«Three Field Experiments on Procrastination and Willpower Nicholas Burger, Gary Charness, and John Lynham* September 17, 2008 Abstract: We conducted ...»
Three Field Experiments on Procrastination and Willpower
Nicholas Burger, Gary Charness, and John Lynham*
September 17, 2008
Abstract: We conducted three field experiments to investigate how people schedule and
complete tasks, providing some of the first data concerning procrastination and willpower under
financial incentives. In our first study, we paid students $95 if they completed 75 hours of
monitored studying over a five-week period. We also required people to meet interim weekly
targets in one treatment, but not in the other. In a second study, the task consisted of answering multiple-choice questions on seven consecutive days, with staggered start dates and an endogenous task ordering (tasks varied by number of questions). In our third study, participants answered 20 multiple-choice questions over two consecutive days, varying whether this was during the week or on the weekend. Participants were assigned to either an easy or difficult Stroop test (used by psychologists to deplete willpower) on the first day, before any questions could be answered. We find evidence of procrastination and willpower depletion/replenishment, as well as evidence suggesting a self-reputation interpretation. And yet the behavioral interventions we used led to outcomes that surprised us in all three studies, although these outcomes are largely consistent with the standard neo-classical model.
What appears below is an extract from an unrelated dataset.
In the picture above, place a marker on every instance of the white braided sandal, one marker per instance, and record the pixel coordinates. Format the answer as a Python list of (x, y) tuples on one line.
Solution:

Keywords: Field experiment, Incentives, Procrastination, Studying, Willpower JEL Codes: A13, A22, B49, C93, D0 * Contact: Nicholas Burger, Rand Corporation, email@example.com, Gary Charness, Dept. of Economics, University of California at Santa Barbara, firstname.lastname@example.org, John Lynham, Dept. of Economics, University of Hawai’i at Manoa, email@example.com
1. INTRODUCTION People experience self-control problems when their preferences are not consistent across time. One form of self-control problem concerns persistent bad habits or addictions, such as overeating or cigarette smoking. An individual knows that he or she will later regret a current choice of self-indulgence, but nevertheless engages in the activity. The other side of the coin is a situation where an individual is faced with an activity that will lead to future benefits, but is unappealing at the moment. This often leads to procrastination, common in everyday life.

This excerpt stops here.